If you're a food lover, you can probably appreciate a good quality maple syrup. Used as an ice cream topping, a sweet element to a homemade salad dressing, or even as a marinade for that holiday roast, maple syrup has a plethora of uses, and no one can argue with the deliciousness of the amber liquid when drizzled on a breakfast classic like French toast.

While Americans tend to prefer the fake versions of maple syrup loaded with high fructose corn syrup and caramel color, a lot of that preference seems to boil down to the cost difference between the real deal and its subpar counterparts. If cost wasn't an issue, pure maple syrup very well would be the winner due to its unmatched flavor.

That being said, understanding the grade levels of maple syrup and what they actually mean can help when choosing the right product for your intended use. In 2015, the USDA changed the descriptive labels for the different grades of maple syrup you can buy, essentially doing away with the "grade B" label and grouping all the levels into "grade A" (per U.S. News). If you're used to the old system of things you may wonder where the grade B thick and rich syrup went. It's still very much here, now under a Grade A variant labeled "dark color and robust flavor" (via New England Today).

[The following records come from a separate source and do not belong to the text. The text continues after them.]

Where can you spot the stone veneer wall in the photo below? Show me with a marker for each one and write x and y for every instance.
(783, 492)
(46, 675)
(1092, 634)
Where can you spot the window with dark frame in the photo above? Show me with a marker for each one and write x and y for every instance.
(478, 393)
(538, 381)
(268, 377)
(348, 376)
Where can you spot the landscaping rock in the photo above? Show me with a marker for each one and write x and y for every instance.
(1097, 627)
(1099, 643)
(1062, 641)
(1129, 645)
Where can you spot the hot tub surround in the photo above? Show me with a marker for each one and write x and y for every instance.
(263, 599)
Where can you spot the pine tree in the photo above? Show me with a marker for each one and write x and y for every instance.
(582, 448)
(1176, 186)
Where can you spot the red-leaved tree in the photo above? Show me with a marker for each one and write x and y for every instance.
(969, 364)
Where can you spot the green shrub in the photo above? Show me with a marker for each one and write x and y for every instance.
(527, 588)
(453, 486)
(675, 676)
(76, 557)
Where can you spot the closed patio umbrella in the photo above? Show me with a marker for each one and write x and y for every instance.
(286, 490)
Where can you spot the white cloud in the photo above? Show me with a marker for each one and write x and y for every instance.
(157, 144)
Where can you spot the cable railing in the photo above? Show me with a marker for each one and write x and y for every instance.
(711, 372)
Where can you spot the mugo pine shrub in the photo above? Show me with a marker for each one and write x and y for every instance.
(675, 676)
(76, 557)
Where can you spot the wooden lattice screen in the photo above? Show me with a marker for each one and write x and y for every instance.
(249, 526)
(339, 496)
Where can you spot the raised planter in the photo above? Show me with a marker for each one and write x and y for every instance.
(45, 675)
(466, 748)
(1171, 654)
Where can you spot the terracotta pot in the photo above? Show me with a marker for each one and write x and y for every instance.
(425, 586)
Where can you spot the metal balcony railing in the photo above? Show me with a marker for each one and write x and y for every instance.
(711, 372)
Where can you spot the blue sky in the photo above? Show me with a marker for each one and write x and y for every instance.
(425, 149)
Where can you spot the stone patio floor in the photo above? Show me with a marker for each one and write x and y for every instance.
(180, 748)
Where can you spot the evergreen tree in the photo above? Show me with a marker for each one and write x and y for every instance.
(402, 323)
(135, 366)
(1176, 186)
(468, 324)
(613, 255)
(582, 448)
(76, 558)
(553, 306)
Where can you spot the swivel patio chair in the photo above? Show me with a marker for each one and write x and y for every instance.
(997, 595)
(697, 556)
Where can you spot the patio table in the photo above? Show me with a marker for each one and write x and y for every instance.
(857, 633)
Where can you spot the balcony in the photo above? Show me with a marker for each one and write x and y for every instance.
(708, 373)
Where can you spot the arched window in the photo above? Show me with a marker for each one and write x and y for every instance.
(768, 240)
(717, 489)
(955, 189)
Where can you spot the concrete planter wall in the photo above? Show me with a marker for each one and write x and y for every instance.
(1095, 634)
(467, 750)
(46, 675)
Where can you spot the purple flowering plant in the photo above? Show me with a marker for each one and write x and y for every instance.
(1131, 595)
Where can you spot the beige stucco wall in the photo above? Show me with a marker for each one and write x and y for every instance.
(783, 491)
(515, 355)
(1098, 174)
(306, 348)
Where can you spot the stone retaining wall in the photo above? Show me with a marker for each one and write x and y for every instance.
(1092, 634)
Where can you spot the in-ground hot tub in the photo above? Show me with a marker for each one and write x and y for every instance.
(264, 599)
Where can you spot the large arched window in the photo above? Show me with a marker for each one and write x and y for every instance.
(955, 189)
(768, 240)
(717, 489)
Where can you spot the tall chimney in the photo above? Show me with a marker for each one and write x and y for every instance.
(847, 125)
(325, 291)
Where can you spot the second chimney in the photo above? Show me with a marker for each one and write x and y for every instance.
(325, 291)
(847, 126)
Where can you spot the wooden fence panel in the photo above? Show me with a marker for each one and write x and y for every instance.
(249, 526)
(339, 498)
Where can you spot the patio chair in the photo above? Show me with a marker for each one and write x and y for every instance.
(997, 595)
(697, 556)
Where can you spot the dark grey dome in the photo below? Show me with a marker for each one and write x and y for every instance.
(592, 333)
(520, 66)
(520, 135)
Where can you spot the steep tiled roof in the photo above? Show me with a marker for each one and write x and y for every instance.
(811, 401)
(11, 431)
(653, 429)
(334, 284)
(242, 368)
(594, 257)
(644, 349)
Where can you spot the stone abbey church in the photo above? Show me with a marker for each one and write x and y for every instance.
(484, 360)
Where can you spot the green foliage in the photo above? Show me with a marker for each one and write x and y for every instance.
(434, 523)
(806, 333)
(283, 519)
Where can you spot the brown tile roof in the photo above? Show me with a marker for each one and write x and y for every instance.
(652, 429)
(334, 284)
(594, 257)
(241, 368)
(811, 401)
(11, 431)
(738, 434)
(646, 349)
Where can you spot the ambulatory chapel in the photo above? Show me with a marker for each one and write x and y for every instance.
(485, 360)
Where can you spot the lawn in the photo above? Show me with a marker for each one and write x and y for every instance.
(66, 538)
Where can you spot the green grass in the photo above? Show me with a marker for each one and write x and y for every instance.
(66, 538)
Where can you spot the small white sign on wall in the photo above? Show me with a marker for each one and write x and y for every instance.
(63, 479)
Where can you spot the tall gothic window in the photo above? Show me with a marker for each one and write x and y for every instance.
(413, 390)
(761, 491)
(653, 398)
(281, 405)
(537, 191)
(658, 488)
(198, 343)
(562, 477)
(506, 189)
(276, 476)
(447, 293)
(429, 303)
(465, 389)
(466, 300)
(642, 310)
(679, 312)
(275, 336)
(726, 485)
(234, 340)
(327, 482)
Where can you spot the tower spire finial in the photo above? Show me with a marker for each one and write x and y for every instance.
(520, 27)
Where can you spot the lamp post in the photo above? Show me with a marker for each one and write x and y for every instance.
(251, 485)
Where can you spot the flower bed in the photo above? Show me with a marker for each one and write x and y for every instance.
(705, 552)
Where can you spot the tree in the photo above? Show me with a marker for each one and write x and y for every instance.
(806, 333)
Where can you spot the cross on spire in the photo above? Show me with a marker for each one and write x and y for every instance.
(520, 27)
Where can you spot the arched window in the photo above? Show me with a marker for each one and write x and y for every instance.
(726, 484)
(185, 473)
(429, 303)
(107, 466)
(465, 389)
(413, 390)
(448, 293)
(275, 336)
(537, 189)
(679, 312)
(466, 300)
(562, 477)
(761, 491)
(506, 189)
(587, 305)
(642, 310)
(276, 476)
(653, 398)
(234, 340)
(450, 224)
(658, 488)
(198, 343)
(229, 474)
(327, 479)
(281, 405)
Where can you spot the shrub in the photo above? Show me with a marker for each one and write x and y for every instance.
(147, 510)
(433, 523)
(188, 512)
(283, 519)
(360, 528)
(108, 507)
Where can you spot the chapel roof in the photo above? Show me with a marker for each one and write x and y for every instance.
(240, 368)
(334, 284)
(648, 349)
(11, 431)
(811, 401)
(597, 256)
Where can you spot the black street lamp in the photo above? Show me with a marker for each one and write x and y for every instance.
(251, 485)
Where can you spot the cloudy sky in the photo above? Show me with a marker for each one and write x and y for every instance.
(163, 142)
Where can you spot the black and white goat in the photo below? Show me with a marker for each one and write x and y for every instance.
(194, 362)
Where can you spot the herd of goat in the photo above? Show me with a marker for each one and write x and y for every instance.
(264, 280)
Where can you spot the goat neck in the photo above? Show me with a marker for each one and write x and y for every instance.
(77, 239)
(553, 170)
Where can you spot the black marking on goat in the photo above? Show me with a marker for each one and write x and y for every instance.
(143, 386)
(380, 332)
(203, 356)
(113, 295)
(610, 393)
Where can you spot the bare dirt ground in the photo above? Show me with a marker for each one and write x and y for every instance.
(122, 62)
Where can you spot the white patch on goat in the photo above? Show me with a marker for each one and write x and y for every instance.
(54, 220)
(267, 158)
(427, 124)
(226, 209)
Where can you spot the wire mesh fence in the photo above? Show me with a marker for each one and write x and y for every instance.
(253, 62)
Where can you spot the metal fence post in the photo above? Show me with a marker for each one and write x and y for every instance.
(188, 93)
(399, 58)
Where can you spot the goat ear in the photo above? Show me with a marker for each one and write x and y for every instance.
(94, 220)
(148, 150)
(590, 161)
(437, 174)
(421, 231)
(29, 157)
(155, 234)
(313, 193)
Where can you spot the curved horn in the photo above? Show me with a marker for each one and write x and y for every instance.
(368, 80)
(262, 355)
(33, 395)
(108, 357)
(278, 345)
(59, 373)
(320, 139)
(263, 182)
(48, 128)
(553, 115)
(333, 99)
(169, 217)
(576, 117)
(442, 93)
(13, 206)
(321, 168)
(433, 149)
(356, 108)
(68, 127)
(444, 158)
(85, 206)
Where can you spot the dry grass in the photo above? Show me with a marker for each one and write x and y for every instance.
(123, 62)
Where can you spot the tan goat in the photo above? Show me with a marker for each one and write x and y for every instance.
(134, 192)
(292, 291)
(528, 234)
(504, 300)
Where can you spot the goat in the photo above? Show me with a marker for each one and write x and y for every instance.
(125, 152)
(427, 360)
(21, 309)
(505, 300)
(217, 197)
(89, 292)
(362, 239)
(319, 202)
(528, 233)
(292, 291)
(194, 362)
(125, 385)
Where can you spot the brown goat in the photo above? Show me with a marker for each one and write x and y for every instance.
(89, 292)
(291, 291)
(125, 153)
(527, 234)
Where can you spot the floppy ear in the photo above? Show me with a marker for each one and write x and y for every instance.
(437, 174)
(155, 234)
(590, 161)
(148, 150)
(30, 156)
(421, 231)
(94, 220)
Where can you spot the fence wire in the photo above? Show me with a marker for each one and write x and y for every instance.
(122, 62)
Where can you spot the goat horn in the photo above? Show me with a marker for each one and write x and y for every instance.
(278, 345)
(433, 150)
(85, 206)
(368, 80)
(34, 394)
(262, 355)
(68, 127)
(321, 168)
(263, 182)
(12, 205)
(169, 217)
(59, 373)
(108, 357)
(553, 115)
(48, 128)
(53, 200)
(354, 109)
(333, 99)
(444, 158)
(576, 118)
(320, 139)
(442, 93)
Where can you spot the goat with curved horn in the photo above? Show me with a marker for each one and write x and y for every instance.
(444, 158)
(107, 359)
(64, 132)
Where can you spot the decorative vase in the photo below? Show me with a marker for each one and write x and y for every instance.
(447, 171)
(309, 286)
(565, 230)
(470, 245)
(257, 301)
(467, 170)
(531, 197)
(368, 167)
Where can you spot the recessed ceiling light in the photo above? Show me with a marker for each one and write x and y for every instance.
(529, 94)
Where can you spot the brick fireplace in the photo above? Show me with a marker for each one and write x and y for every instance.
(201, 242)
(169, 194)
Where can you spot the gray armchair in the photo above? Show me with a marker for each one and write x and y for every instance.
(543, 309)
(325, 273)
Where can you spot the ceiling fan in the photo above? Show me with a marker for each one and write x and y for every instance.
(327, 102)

You may wonder which syrup to use when planning to make a favorite breakfast staple, such as French toast, and we've got you covered.

Darker, thicker syrup for the win

Prepared with a better understanding of the different grades of this tasty condiment, you can decide for yourself what type of flavor you want atop your tower of egg-encrusted bread. According to Cooking Light, however, nothing compares to the darker thick syrup when you want that maple flavor to stand out. While the syrup may not be labeled, "Very Dark with a Strong Taste," as opposed to a grade a or grade b, it's still the preferred choice for your morning meal.

Chefs tend to agree that for cooking purposes, you should opt for maple syrup with a richer, thicker pour. Head chef Brian Rowe of "Magnolia's on King" in Alexandria Virginia, advises people to always opt for the darker syrup when it comes to cooking (via Men's Journal). He goes on to explain you don't need to use much in your dishes to achieve that rich maple flavor but you want to be able to recognize the maple profile.

Of course, all of this is up to you and your taste preferences. And as long as you're storing your syrup properly, you will be able to enjoy that sweet maple goodness every time you open the bottle, whichever version you choose.